Microsoft Copilot è una funzionalità integrata in alcune applicazioni di Microsoft 365, come Word, Excel, PowerPoint, Outlook e Teams, che vi permette di generare testo, immagini, grafici e presentazioni usando il linguaggio naturale. Potete chiedere a Copilot di scrivere una frase, un paragrafo, un riassunto, una lista, una domanda o qualsiasi altra cosa vi serva. Copilot usa i modelli linguistici di grandi dimensioni (LLM) per capire la vostra richiesta e creare un contenuto personalizzato e rilevante per il vostro contesto. Copilot si basa anche sui dati della vostra organizzazione, disponibili nel Microsoft Graph, per fornirvi informazioni aggiornate e accurate. Ma non finisce qui! Microsoft Copilot è anche un’app capace di aiutarci a gestire il nostro computer senza dover imparare tutti i passaggi per fare qualsiasi cosa. E anche con la voce!

Come posso usare Microsoft Copilot?

Con l’ultimo aggiornamento di Windows, Microsoft Copilot si è integrato nel sistema e parte come applicazione. Purtroppo, per l’UE bisogna ancora aspettare per via di questioni burocratiche, anche se esistono diversi metodi alternativi (che potete trovare online) per riuscire ad averlo in anteprima anche nel nostro paese.

Microsoft Copilot può essere utilizzato in un contesto di lavoro, in quanto strumento integrato di Microsoft 365 (il caro vecchio “Office”). Può scrivere articoli ed email, elaborare presentazioni in Power Point, estrapolare i dati da una relazione e generare grafici e statistiche, tradurre testi da e in altre lingue, trascrivere testi da video di YouTube e tanto altro ancora. Un assistente virtuale attivo 24 ore a cui possiamo chiedere tutto che ci farà risparmiare la metà del tempo per fare qualsiasi cosa. Ma non solo: vuoi cambiare il tema del tuo computer da chiaro a scuro o viceversa? Vuoi cambiare una qualsiasi impostazione? Vuoi fare una ricerca sul web? Basta chiedere a Copilot in chat (anche usando la voce) di farlo, e lui lo farà!
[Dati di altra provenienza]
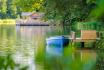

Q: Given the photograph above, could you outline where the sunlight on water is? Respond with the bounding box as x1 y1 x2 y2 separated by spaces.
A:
0 26 97 70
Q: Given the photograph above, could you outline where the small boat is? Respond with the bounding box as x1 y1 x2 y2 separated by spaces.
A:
46 36 69 46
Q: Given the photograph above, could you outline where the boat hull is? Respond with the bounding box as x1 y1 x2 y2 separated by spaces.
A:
46 36 69 46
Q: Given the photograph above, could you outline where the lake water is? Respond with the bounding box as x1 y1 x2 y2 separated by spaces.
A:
0 25 100 70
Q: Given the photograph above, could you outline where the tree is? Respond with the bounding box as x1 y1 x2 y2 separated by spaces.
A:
45 0 96 25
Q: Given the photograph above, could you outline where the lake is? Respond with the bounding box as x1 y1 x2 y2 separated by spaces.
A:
0 25 103 70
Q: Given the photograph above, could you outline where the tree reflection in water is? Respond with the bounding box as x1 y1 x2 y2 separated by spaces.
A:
0 53 28 70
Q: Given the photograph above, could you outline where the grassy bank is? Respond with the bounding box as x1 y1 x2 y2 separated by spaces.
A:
0 19 16 25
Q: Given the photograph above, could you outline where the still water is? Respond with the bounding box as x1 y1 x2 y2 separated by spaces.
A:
0 25 97 70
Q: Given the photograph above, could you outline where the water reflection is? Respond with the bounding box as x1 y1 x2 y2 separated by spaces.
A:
0 26 97 70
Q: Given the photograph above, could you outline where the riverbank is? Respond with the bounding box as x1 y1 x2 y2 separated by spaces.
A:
0 19 16 25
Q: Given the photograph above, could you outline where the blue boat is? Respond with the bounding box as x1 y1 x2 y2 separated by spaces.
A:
46 36 69 46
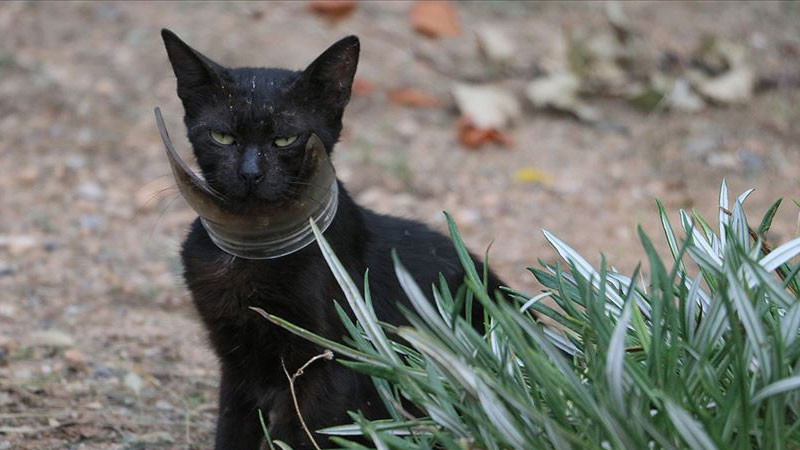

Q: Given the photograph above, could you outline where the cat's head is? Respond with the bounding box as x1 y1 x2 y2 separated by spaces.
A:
161 29 359 207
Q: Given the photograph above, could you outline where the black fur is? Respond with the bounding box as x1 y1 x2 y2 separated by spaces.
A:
162 30 500 450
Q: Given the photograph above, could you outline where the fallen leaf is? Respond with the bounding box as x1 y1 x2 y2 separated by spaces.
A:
458 116 514 149
628 85 665 112
28 330 75 347
666 78 706 112
453 84 522 130
411 0 461 38
352 78 375 95
514 166 553 184
308 0 356 22
388 88 442 108
525 72 600 123
695 66 756 104
475 26 517 64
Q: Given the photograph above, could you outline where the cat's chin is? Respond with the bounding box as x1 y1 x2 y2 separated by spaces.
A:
219 192 293 215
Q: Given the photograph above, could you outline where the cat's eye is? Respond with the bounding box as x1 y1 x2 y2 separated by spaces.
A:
209 131 235 145
272 136 297 147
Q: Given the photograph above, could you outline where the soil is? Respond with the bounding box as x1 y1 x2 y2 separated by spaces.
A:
0 2 800 449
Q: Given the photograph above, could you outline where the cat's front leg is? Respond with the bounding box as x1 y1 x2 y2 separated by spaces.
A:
214 370 266 450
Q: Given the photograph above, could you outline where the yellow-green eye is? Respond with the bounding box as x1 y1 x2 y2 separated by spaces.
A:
272 136 297 147
210 131 235 145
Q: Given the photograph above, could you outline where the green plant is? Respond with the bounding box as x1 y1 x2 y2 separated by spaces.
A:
262 181 800 449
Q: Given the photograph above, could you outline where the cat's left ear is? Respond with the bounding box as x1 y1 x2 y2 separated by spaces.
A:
301 36 361 109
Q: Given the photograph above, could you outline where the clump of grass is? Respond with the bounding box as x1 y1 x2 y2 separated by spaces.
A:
260 182 800 449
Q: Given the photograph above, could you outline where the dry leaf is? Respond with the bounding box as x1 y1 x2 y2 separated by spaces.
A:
525 72 600 123
388 88 442 108
514 166 553 184
411 0 461 38
695 65 756 104
352 78 375 95
458 116 514 149
453 84 522 130
308 0 356 22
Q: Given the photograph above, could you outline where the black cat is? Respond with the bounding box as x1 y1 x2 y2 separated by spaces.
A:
162 30 501 450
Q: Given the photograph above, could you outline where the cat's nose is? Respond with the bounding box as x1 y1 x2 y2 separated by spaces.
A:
239 147 264 187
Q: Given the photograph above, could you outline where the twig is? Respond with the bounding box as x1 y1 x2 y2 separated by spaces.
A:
719 207 788 281
281 350 333 450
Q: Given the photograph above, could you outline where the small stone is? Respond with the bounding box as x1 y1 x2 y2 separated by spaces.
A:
64 348 86 368
66 154 86 170
686 134 722 158
133 431 174 444
77 181 103 200
122 372 144 395
708 153 739 169
156 400 172 411
17 167 39 185
28 330 75 347
0 303 17 319
0 234 39 255
475 26 517 64
80 214 104 231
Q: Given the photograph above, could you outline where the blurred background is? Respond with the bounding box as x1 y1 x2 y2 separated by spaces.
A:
0 1 800 449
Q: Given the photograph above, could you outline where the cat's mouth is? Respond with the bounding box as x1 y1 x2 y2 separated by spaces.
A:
155 108 339 259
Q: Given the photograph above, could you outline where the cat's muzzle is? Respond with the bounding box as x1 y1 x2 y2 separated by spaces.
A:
155 108 339 259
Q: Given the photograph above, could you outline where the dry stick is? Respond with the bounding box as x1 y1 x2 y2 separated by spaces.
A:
719 207 789 281
281 349 333 450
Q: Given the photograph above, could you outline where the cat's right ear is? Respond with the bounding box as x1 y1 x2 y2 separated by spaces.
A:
161 28 224 91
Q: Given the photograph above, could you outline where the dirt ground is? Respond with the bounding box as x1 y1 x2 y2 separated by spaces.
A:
0 2 800 450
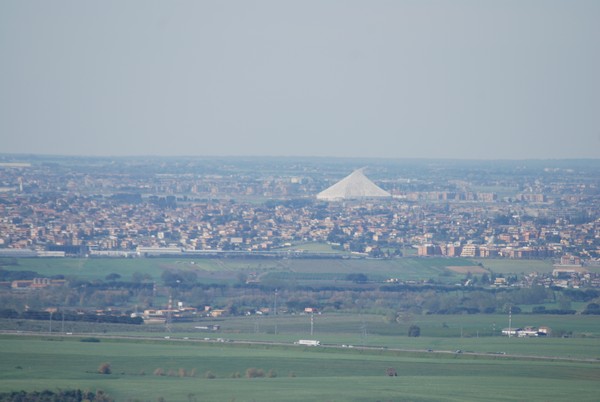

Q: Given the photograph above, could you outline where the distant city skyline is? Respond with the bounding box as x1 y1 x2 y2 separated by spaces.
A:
0 0 600 159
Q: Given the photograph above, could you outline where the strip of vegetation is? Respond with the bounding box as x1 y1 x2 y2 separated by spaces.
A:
0 389 114 402
0 309 144 325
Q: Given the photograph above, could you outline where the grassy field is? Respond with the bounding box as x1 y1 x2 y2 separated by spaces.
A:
0 258 476 283
0 336 600 401
0 314 600 359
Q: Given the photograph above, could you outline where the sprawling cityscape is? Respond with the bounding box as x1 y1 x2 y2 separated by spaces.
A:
0 155 600 265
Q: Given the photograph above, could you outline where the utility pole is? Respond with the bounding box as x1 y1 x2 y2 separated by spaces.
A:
508 306 512 338
273 289 277 335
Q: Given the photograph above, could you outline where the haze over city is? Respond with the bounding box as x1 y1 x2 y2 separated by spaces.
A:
0 0 600 159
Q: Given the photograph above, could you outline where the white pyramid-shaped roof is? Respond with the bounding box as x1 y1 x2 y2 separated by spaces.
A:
317 169 392 201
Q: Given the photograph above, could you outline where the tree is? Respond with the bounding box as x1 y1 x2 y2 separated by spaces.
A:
408 325 421 338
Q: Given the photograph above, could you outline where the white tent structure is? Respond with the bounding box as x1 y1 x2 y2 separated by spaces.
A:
317 169 392 201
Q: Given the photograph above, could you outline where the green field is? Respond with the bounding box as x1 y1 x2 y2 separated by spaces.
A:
0 258 600 402
0 336 600 401
0 258 476 283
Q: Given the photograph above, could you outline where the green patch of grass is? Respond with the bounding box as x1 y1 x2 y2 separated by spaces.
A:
0 337 600 401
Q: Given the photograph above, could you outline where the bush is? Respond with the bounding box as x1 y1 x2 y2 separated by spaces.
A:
98 363 111 374
246 367 265 378
408 325 421 338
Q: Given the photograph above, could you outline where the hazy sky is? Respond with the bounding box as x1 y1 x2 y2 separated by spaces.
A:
0 0 600 159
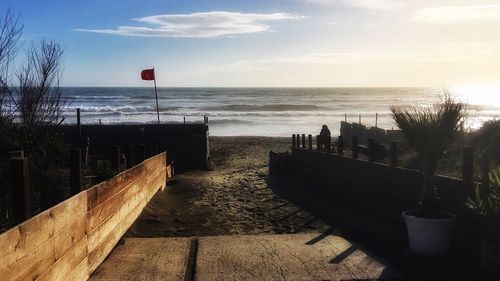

Eccoti un video in cui Copilot viene usato per l’ufficio:

Introducing Microsoft 365 Copilot | Your Copilot for Work

Ed eccoti un altro video che illustra le sue funzionalità complete:

Microsoft Copilot: Your everyday AI companion

Il futuro è già qui?

Penso che questa novità, unita agli assistenti vocali da casa, ci avvicini sempre di più a quel “futuro alla star trek” di cui abbiamo già parlato in questo blog. Anche se le IA ormai non sono più il futuro, ma il presente. La cosa ti spaventa? Aspetta. Pensa solo una cosa: il cambiamento è in atto e il futuro è già in corso. Il progresso non può essere fermato e tu non devi permettere alla paura di farti rimanere indietro. L’Intelligenza Artificiale non “ruberà il lavoro” agli umani, bensì lo migliorerà. Lo semplificherà. A parità di salari e lavorando su obiettivi (e non più a orario), avremo tutti la possibilità di guadagnare di più, lavorando di meno, ma più organizzati. Un sogno che si avvera.